Na contramão desta enorme sangria, por necessidade e acaso, um padre digno de romance de Pirandelo; inventou o mais extraordinário museu do mundo clamando por um plano de “desenvolvimento cultural” para a gente marajoara se recuperar da decadência... O escritor Dalcídio Jurandir, longe da ilha natal, ao saber da odisseia de Giovanni Gallo saiu a campo dizendo que o italiano estava a mexer com velhas feridas que ainda sangravam...

Os grandes intelectuais e os poderosos políticos sempre prontos a lutar pelo desenvolvimento sustentável da Amazônia, ainda não descobriram que o Museu do Marajó é um pilar fundamental do esforço de promover a mais valia da Cultura Marajoara em benefício das populações tradicionais – a “Criaturada grande de Dalcídio” – emprestando competitividade de mercado e sobrevida à variedade cultural desta gente amazônica.

Quando o Brasil irá descobrir que o Marajó não é só um bolsão de pobreza, mas ao contrário um tesouro que precisa ser recuperado e burilado? Ninguém está pedindo nenhum favor. A gente quer fazer valer direitos ancestrais! Promover a economia da renascença neotropical. Restituir à diversidade biocultural ou ecocultural um sentido econômico. Temos que colocar em prática uma cultura inclusiva, em amplo sentido; de modo que sejam pagos às populações tradicionais compensações por serviços ambientais: a Unesco em relatório produzido em 2002 sobre a integração de diversidade cultural e desenvolvimento sustentável, afirma que regiões caracterizadas fortemente por populações tradicionais (caso do Marajó) “guardam a chave para se assegurar resiliência tanto nos sistemas sociais quanto nos sistemas ecológicos”.

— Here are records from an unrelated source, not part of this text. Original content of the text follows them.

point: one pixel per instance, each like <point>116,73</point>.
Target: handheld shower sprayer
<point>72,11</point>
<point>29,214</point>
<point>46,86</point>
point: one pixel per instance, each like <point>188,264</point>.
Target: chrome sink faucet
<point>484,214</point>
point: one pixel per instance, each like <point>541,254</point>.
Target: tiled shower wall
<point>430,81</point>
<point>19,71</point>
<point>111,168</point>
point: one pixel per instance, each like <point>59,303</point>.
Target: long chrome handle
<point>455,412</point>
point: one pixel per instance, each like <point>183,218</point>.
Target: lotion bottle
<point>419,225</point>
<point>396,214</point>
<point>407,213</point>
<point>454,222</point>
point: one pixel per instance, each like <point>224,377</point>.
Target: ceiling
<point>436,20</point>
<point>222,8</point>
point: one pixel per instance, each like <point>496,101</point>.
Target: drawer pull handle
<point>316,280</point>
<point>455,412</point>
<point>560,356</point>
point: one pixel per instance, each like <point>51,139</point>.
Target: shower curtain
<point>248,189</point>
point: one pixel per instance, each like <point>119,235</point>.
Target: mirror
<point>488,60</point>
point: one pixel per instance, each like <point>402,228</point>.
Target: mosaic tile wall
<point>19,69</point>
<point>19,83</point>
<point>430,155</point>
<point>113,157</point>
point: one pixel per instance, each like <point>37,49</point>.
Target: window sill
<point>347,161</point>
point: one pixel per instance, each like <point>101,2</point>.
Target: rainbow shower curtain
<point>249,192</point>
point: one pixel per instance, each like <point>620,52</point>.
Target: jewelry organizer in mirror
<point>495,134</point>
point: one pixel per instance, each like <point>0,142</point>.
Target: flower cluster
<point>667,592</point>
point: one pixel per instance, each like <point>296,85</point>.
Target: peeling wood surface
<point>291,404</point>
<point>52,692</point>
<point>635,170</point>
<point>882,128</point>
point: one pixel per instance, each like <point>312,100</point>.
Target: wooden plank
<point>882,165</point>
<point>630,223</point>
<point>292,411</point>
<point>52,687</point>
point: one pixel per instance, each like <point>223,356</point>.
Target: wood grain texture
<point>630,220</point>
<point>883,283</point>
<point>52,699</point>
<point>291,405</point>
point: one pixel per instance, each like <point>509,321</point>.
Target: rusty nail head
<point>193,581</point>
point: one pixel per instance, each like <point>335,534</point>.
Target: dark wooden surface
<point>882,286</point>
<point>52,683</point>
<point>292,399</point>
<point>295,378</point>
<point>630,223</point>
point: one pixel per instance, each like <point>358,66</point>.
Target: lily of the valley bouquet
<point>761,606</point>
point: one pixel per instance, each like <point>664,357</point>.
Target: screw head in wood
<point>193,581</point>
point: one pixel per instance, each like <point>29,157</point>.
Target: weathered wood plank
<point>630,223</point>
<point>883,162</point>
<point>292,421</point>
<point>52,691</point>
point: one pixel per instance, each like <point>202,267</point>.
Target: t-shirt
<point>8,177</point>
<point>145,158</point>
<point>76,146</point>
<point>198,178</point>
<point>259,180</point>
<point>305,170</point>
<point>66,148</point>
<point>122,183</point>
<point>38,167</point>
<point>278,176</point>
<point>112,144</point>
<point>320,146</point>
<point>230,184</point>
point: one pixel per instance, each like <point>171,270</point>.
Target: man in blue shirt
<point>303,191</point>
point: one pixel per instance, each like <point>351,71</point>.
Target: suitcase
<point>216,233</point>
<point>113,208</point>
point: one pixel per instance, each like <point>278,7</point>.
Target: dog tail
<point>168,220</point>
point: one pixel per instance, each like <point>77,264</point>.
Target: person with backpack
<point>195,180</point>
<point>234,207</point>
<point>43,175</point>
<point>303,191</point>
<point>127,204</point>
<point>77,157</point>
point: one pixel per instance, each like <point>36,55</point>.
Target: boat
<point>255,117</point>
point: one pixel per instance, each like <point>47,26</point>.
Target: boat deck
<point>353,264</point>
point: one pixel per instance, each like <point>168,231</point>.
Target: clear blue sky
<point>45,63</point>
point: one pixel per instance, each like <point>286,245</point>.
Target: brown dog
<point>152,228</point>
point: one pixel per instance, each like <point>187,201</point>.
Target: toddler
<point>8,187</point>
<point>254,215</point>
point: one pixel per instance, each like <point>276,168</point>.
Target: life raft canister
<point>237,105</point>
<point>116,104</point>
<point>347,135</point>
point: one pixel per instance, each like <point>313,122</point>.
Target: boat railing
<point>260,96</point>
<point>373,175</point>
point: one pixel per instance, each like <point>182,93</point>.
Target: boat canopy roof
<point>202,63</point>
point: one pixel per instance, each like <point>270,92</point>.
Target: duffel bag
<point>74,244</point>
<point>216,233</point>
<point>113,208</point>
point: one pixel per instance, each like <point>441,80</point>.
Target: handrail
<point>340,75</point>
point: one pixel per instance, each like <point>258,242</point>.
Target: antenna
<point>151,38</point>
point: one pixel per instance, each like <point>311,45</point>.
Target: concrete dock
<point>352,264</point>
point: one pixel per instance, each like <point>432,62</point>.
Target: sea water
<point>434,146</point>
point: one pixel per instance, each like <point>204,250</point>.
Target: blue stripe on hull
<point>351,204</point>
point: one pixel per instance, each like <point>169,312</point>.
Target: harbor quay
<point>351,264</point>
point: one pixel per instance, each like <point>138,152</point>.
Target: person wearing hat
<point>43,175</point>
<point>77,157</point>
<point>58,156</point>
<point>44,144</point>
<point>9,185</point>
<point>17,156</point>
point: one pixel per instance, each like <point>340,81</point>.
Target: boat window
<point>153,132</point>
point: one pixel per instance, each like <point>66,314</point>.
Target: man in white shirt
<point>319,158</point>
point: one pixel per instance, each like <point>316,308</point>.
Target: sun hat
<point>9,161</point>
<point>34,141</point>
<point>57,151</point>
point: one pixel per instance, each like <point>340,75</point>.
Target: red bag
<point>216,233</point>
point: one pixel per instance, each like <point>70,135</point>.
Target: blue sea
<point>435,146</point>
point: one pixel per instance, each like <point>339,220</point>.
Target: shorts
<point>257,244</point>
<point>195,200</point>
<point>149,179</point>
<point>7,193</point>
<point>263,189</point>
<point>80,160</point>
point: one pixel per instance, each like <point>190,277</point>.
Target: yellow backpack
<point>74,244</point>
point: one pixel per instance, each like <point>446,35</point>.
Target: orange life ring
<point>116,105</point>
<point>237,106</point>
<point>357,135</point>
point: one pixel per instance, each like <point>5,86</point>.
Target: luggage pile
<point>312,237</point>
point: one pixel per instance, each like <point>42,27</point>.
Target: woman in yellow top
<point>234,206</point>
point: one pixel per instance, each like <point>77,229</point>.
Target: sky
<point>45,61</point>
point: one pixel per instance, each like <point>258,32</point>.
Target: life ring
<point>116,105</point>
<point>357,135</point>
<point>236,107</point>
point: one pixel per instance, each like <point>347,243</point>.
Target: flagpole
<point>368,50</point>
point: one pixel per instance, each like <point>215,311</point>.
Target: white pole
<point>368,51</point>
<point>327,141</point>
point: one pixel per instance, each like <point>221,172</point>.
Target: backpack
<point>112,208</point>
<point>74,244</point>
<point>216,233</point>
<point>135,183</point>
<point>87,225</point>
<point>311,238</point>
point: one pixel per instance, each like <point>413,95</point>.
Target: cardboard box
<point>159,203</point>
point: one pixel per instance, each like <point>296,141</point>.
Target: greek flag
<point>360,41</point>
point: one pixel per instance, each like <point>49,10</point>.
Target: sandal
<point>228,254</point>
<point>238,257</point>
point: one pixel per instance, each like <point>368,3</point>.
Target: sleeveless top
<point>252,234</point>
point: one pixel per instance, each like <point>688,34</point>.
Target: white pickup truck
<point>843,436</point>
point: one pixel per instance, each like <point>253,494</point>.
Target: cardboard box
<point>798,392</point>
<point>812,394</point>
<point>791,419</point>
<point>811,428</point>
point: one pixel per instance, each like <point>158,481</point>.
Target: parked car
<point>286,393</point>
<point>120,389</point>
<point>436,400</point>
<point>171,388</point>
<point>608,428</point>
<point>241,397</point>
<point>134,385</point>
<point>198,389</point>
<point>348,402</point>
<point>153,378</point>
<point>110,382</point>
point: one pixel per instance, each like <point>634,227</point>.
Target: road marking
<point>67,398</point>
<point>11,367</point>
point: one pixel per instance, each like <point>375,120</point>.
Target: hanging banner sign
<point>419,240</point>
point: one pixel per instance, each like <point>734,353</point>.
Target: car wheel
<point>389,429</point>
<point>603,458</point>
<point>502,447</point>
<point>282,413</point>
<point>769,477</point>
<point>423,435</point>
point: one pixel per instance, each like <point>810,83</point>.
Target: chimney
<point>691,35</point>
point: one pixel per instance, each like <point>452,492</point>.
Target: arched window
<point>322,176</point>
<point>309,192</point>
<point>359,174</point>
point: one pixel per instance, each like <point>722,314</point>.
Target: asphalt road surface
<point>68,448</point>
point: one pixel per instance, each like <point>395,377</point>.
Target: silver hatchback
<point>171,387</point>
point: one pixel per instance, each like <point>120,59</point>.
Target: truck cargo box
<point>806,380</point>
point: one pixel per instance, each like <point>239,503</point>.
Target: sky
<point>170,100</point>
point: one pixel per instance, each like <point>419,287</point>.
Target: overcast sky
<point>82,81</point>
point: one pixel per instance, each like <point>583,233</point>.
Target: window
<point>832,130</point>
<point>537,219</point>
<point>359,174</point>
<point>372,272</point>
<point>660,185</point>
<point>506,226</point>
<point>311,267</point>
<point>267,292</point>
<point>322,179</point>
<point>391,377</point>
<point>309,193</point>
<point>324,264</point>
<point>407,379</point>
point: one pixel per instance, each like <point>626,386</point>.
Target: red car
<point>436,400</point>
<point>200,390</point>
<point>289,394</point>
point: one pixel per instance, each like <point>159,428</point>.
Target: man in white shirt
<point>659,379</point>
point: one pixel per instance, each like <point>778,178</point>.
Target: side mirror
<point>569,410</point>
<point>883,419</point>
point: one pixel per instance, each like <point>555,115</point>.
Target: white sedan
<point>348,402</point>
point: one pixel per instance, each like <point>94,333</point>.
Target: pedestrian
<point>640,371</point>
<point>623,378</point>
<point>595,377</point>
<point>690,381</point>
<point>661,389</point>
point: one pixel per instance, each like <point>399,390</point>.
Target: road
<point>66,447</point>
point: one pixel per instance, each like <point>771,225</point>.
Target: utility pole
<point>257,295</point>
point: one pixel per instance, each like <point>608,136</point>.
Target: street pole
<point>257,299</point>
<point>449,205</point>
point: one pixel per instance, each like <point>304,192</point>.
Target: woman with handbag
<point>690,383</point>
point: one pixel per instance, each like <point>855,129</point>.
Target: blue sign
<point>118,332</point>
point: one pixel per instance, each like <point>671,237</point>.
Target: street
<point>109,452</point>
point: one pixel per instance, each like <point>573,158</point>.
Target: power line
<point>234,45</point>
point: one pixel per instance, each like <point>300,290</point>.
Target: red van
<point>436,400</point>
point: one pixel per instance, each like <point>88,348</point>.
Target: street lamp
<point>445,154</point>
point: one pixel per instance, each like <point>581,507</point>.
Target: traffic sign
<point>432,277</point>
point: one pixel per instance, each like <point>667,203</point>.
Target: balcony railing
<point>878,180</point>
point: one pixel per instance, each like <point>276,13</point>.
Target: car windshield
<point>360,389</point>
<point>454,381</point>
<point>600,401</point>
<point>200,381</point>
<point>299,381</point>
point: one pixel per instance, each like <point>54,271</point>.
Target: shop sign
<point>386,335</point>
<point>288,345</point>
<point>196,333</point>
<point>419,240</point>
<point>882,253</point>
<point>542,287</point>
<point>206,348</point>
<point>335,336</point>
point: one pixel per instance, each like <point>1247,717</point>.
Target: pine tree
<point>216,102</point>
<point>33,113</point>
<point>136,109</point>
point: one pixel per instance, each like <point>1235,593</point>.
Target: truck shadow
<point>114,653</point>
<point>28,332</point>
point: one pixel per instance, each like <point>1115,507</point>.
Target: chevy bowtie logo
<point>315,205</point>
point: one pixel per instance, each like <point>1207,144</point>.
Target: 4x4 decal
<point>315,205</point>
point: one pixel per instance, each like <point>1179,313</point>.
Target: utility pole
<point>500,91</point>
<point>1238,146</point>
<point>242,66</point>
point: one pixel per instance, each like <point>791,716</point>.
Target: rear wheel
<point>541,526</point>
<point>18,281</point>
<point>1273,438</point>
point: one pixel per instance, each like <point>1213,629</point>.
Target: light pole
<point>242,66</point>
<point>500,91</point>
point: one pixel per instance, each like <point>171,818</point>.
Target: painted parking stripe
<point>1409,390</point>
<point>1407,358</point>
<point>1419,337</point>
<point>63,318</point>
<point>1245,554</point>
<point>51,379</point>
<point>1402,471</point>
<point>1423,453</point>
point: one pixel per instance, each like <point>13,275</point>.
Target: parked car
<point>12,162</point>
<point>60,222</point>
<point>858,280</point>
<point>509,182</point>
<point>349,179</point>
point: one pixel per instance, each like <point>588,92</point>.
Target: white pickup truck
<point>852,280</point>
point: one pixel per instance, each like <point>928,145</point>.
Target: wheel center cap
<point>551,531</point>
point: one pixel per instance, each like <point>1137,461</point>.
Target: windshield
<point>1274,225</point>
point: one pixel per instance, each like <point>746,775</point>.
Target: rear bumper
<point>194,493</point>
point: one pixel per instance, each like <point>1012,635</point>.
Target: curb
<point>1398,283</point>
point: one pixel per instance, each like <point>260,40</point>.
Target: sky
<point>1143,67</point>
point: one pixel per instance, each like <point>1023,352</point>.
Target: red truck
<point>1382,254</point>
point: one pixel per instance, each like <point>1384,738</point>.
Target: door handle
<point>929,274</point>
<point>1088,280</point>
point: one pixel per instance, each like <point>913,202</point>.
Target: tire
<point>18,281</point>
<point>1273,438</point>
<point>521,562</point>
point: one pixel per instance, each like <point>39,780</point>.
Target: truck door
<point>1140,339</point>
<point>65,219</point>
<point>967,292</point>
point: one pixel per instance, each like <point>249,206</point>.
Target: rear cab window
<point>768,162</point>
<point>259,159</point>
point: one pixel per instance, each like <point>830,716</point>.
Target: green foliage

Ninguém conhece mais Marajó do que os cabocos das ilhas e campos alagados: todavia (socraticamente falando) eles não sabem que sabem... Daí a necessidade de “pescadores” da cultura popular como Dalcídio Jurandir, Giovanni Gallo, etc., capazes de tirar do fundo da alma da Criatura e dos arcanos da natureza os grandes signos, verdades ocultas do universo das águas e terras de maré. Daí a tendência do citado relatório da Unesco de que lugares ricos em biodiversidade são também notáveis por maior diversidade cultural.